A classic phenophase found in mammal species is torpor or hibernation, and bears provide an excellent local Wisconsin example. Whether bears are ‘true hibernators’ or not is often debated. Compared to many smaller mammals that drop their body temperature to near freezing, bears scarcely depress their body temperature at all. Furthermore, small mammals tend to sporadically emerge from hibernation throughout the winter to pass metabolic waste and eat a little…bears do not. Most amazingly, bears can go all winter without eating or moving without substantial muscle atrophy: unlike humans or most other mammals, bears can synthesize new proteins out of the nitrogen contained in their urea. While other animals wake up to pass waste, bears turn this waste into new muscle tissue.

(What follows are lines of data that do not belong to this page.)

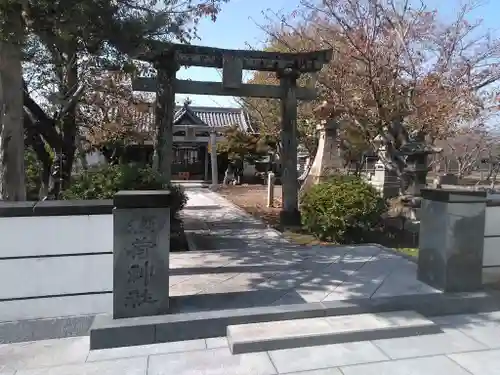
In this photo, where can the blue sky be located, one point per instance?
(237, 26)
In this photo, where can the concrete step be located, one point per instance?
(286, 334)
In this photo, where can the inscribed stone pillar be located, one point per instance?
(141, 247)
(289, 215)
(213, 158)
(206, 164)
(451, 239)
(327, 160)
(164, 116)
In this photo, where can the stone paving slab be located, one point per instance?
(479, 363)
(252, 258)
(459, 355)
(211, 361)
(312, 358)
(257, 337)
(417, 366)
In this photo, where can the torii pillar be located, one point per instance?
(290, 214)
(328, 160)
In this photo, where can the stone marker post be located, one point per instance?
(213, 158)
(451, 239)
(141, 247)
(270, 189)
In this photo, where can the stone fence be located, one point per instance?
(65, 258)
(56, 258)
(459, 244)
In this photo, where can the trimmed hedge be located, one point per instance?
(344, 209)
(104, 182)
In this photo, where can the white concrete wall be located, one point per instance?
(491, 246)
(53, 266)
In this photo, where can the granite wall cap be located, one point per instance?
(447, 195)
(16, 209)
(142, 199)
(73, 207)
(56, 208)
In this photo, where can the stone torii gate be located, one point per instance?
(167, 59)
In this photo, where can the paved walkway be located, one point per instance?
(468, 345)
(242, 263)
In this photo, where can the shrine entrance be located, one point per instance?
(167, 59)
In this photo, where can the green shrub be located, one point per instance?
(342, 210)
(104, 181)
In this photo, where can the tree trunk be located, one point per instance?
(12, 180)
(69, 126)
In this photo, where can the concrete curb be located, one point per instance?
(109, 333)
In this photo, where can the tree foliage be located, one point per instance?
(396, 61)
(69, 44)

One way in which Snapshot Wisconsin can contribute to our understanding of bear ecology beyond measures of bear distribution or cub production is by providing information regarding the timing of when bears seem to be active. Bears are clearly more regularly photographed during summer and early autumn than during winter:
The pictures provide an indirect cue as to how bears are behaving and the timing of their hibernation. This information can be used to evaluate hypotheses regarding variation in bear hibernation behavior–for example, there is some evidence that bears living in close proximity to humans and human food sources enter hibernation later than bears primarily consuming wild foods.
Seasonal patterns in wildlife images can also provide useful population-level information. Let’s visualize the photographic rates of a species that does not practice hibernation, deer:
There is a less pronounced seasonal pattern (a large drop in June reflects a slightly unbalanced effort across the year–many cameras were being set up at this time in 2015). Still, there is a drop in late winter and early spring that is consistent with what we know about the annual population dynamics of deer in the state–most adult deer die during late winter, and late-winter abundance should always be lower than pre-winter abundance (for comparison, one can find estimates of deer abundance based upon harvest metrics here and here). The number of pictures taken during any one time period is subject to a lot of variation beyond changes in population size, and we do not imply that a 50% increase or decrease in the number of pictures corresponds to a 50% increase or decrease in the number of animals. However, the count and timing of pictures is an input for statistical models that can correct for other sources of variation and be used to formally estimate things like changes in population size.